FEL Generation of Extreme Ultraviolet Coherent Radiation: Theoretical Aspects

The main features of the interaction between free-electrons and electromagnetic (e.m.) waves have been deeply investigated in these last years, in connection with FEL dynamics. The first approach to the FEL topics was done in a quantum mechanical framework. In spite of this fact, the most interesting results were obtained by using completely classical approaches. This kind of treatment, which is well justified for the up to now developed FEL sources (infrared and visible radiation), can become no more adequate in the extreme UV spectral region. In this paper the validity limits of the classical approach are investigated.
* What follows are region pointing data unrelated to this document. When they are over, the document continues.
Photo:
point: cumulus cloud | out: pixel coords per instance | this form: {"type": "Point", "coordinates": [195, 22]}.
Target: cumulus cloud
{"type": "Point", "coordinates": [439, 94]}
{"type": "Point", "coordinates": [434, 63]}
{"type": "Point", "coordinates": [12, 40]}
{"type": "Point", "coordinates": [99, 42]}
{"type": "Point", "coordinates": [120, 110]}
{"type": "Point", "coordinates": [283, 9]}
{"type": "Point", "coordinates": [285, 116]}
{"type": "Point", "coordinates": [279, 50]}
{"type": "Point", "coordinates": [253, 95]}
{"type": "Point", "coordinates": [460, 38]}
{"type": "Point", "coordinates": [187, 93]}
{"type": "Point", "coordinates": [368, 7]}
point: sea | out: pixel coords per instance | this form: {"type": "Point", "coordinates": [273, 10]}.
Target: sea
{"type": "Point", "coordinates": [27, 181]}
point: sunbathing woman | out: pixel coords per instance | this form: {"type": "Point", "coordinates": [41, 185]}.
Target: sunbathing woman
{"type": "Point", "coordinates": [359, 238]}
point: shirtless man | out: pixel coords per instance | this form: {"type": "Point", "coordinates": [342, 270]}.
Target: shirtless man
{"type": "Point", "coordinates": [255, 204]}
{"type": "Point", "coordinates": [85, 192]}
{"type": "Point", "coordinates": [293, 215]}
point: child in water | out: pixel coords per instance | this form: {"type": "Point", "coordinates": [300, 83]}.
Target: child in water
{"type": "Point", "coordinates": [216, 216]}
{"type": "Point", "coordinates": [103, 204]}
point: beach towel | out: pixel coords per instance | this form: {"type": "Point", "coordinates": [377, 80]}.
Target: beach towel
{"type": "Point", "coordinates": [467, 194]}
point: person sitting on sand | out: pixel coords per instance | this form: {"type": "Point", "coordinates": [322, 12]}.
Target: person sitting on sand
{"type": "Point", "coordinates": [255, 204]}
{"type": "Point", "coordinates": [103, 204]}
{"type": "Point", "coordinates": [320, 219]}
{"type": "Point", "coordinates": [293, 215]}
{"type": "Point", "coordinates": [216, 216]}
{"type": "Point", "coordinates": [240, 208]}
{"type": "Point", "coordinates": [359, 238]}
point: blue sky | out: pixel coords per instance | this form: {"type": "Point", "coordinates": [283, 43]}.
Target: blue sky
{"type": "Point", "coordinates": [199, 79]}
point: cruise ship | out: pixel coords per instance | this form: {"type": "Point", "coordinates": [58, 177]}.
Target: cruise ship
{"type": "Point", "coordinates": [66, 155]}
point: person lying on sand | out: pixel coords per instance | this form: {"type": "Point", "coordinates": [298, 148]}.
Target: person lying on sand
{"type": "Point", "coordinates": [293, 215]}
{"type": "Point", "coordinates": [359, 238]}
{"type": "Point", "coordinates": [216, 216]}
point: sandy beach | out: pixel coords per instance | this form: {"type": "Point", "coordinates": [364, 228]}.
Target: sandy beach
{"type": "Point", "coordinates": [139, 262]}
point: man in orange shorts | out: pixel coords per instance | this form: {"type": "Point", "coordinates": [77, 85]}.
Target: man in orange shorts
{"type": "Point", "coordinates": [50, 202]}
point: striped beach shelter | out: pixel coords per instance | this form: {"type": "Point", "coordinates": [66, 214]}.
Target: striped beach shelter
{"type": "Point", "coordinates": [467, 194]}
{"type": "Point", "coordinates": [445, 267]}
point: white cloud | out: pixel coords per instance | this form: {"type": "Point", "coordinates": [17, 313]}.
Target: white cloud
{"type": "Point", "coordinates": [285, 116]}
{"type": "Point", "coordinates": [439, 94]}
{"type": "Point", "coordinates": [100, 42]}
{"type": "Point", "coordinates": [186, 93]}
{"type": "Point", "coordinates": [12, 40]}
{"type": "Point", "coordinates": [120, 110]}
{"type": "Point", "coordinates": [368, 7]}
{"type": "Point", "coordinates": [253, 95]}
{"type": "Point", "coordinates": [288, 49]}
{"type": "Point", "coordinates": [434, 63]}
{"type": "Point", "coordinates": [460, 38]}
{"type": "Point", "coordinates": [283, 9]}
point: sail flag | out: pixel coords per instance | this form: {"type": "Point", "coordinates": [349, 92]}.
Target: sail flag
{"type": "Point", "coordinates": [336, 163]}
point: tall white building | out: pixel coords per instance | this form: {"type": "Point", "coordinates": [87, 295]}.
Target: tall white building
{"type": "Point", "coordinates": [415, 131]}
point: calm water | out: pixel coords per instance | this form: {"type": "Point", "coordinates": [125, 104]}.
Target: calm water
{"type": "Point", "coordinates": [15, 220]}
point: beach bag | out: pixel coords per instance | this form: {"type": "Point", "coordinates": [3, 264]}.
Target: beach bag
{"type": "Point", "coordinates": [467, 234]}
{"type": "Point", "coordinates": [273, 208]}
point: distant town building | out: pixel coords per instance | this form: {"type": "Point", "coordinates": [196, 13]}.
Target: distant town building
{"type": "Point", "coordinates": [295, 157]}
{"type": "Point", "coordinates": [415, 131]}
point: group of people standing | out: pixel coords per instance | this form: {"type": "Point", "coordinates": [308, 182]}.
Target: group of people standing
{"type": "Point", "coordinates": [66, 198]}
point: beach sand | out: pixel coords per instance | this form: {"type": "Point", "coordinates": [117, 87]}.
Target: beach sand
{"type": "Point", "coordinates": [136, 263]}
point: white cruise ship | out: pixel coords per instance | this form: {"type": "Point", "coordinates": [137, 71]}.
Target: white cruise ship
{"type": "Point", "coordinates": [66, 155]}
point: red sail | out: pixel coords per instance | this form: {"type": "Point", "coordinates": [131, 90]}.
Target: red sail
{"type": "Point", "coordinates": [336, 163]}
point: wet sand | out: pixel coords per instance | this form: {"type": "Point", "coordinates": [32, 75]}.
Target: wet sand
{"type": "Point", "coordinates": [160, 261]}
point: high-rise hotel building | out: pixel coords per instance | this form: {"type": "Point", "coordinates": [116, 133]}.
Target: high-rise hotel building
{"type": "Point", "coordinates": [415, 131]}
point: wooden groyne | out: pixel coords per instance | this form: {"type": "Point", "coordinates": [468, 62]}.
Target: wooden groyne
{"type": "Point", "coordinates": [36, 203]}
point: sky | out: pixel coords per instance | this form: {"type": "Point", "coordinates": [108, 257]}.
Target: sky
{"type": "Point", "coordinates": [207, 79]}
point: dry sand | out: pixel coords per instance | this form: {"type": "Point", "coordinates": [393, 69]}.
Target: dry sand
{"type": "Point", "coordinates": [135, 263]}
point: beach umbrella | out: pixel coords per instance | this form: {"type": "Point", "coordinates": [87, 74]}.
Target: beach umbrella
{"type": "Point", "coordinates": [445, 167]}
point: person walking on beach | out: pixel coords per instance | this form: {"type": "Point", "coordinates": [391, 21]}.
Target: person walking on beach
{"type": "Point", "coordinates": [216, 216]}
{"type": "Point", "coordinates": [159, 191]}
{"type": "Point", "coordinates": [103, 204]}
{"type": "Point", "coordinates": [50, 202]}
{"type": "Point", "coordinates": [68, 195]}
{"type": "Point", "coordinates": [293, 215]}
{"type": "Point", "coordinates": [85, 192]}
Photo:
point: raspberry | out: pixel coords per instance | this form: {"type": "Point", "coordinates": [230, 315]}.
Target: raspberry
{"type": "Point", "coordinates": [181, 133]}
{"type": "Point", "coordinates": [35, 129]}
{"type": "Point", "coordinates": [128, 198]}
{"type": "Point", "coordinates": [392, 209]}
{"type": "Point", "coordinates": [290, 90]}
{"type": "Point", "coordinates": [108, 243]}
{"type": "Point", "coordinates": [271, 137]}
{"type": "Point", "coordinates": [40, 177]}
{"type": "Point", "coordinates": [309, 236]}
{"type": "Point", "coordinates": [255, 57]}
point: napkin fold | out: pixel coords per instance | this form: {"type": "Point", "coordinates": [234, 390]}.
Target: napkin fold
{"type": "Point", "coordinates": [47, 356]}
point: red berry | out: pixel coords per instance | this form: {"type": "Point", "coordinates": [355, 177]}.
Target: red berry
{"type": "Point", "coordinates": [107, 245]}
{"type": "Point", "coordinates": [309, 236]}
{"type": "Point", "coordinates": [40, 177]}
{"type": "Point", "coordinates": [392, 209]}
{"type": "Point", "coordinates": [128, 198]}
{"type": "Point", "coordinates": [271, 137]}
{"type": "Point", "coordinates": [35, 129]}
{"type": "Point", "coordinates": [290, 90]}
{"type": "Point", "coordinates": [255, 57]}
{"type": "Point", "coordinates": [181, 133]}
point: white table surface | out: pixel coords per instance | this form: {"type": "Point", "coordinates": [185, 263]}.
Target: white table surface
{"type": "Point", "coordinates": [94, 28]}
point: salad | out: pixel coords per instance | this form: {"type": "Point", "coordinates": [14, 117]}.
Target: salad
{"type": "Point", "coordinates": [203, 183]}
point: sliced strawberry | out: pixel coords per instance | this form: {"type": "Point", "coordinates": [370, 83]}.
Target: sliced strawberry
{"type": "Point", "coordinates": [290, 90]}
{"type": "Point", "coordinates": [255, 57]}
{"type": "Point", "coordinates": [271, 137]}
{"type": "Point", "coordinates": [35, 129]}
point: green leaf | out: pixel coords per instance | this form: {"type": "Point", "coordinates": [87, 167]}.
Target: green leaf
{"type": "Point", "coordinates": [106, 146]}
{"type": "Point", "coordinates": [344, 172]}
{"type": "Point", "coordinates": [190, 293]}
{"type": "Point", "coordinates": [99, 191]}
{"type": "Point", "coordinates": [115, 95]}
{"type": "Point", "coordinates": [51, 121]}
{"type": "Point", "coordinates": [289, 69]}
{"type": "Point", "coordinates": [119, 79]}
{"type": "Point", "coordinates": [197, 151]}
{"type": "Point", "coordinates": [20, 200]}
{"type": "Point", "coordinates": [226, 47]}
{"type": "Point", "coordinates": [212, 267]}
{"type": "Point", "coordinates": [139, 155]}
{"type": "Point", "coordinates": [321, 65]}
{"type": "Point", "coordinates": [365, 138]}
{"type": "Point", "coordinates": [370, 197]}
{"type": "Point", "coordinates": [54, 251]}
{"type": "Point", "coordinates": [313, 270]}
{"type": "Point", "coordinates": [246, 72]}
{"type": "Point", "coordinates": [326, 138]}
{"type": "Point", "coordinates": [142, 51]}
It is found that low electron energy operation with small wavelength pump wave may require the quantization of the electron motion, while the high energy and long pass undulator devices can be treated satisfactorily with classical mechanics. Furthermore, the coherence properties of the emitted radiation are studied. For these topics too, the classical or quantum character of the electron motion plays a crucial role. In particular, it is possible to show that, when a "semi-classical" treatment can be done (i.e., quantized radiation and classical electron) the e.m. field coherent states preserved by the FEL interaction are the same as the ones of standard lasers, i.e. the harmonic oscillator coherent states (Glauber states). Finally, the very short wavelength FEL operation is investigated by accounting for the limitation coming from electron beam energy spread and emittance. It comes out that recirculated FEL devices (i.e., Storage Ring FELs) may have, under this point of view, performances better than the single pass ones.